While it is true that a meritless case should not pass a motion to dismiss, not every case that survives a motion necessarily has merit. All a case has to do is make claims that could theoretically justify some relief. That weeds out claims that are brought against the wrong person or are nonsensical or just incorrectly crafted, leaving out essential elements (it is a motion to dismiss "for failure to state a claim upon which relief may be granted" -- it's not about merit or chance of success, it's about what the plaintiff says, merely stating a claim). It is about the lowest bar there is, just above questions like whether the plaintiff has the right margins on his papers. Many or most claims that survive the motion turn out to have no merit and are defeated.

Anonymous said...

Let's not confuse Mathias's opposition to EC improprieties with some kind of "anti-alumni" position. Anyone who is pro-alumni wants an AoA leadership that does not engage in self-dealing or use the organization for the benefit of outside interests. Some transparency would be good too.

A. S. Erickson said...

No doubt more transparency would be good, but the fact remains that if you support changing the proportion of the Board, you are not acting in the interests of alumni. That is all I meant by stating Mathias was "anti-alumni." We can argue over whether that was appropriate shorthand for his positions, but it remains clear he is in the minority of alumni who not only disagree with the lawsuit, but also agree with the Board's changes. To put that into perspective: the EC voted 6-5 for the lawsuit but 10-1 against the Board's changes. Mathias' position puts him with the '1' rather than the '10'.

Anonymous said...

According to their published minutes, the EC voted 6-3 for the lawsuit, not 6-5!! There were two no-shows.

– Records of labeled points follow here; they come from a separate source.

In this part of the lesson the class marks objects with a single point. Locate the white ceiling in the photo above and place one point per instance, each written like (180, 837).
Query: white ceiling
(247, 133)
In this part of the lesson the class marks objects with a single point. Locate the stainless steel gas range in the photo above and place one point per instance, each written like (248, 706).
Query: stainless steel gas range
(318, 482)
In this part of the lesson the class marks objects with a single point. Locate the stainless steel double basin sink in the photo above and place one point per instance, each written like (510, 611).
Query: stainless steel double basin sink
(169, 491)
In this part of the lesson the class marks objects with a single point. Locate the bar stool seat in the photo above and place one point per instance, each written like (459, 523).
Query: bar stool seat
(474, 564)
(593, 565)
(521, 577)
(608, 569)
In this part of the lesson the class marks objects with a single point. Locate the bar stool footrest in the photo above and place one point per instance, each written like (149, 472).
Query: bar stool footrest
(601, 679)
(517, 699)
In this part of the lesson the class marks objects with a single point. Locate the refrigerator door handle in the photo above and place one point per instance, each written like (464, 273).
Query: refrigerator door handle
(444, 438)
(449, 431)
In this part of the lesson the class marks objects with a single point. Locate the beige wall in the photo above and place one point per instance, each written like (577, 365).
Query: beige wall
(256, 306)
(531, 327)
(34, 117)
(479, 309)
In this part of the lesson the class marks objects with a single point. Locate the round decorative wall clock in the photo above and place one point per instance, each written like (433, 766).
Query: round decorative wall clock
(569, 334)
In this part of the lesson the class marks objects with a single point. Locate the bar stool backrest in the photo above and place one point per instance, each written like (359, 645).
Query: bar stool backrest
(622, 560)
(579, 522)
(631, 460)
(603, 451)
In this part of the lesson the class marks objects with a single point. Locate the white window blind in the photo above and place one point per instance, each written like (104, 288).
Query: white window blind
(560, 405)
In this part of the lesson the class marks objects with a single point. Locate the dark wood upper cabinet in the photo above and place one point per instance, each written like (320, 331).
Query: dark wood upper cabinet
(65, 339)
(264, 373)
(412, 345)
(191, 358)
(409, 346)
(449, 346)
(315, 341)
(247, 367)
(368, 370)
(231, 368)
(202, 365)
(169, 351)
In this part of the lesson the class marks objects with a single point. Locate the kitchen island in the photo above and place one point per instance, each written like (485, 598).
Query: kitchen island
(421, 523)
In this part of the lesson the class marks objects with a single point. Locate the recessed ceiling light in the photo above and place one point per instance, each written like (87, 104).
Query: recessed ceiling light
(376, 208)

In the 10-1 vote against the proposed changes, the one dissenter was a vice president of the College. This is apparently where John Mathias is aligned. The trustees themselves acknowledge that alumni sentiment is overwhelmingly in favor of maintaining parity, yet Mathias opposes it.

Anonymous said...

You're right, the EC voted 6-3 for the lawsuit.

What "10-1 vote against the proposed changes" are you talking about? Do you care how the EC votes regarding the changes?

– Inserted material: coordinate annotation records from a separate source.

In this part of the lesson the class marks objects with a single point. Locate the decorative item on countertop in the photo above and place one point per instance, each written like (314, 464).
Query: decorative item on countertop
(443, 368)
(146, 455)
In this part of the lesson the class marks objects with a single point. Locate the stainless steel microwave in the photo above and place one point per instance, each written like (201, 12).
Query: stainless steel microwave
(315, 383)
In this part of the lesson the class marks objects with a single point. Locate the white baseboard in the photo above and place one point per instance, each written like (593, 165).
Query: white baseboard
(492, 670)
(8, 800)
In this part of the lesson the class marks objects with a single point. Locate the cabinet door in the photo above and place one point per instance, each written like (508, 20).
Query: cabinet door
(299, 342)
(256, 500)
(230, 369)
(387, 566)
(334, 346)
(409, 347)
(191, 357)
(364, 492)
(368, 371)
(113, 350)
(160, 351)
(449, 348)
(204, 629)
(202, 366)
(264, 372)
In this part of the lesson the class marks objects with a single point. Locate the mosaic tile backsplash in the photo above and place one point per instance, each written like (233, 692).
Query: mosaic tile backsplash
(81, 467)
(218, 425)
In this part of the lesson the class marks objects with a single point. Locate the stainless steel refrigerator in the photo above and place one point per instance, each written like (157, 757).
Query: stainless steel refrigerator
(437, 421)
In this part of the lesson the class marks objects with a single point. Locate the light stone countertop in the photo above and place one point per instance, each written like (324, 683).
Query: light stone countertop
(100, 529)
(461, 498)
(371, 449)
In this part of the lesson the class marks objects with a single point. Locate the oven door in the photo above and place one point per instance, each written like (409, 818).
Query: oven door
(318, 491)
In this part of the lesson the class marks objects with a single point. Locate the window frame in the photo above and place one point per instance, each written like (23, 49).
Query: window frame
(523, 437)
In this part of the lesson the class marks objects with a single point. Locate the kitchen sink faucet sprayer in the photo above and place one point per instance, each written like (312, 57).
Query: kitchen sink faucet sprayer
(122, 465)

"The trustees themselves acknowledge that alumni sentiment is overwhelmingly in favor of maintaining parity, yet Mathias opposes it."

I don't think the Trustees used the word "overwhelmingly," or even "in favor" of parity, but they did acknowledge the controversy.

Isn't this pissing in the wind? You're talking about individuals' opinions regarding a decision they had nothing to do with and cannot change. And Mathias says ending "parity" among the elected trustees (i.e. the particular proportion of the permanent, institutionalized minority that some alumni think they are entitled to) is good for Dartmouth, and that's why he supports it. I don't think he's said it's good for the AoA.

Anonymous said...

Is there anything more hostile to the interests of the Alumni Association than allowing officers to use their offices to unethically and secretly further their personal interests? I don't think so.

Anonymous said...

The Board of Trustees has filed its answer to the alumni lawsuit.

Notable: the Board is finally asserting the Statute of Frauds as a defense.

RSA 506:2 says "No action shall be brought ... upon any agreement ... that is not to be performed within one year from the time of making it, unless such promise or agreement, or some note or memorandum thereof, is in writing and signed by the party to be charged or by some person authorized by him."

The plaintiff has written memoranda referring to the nomination of eight trustees. There is no writing that refers to twelve trustees or half of the elected trustees.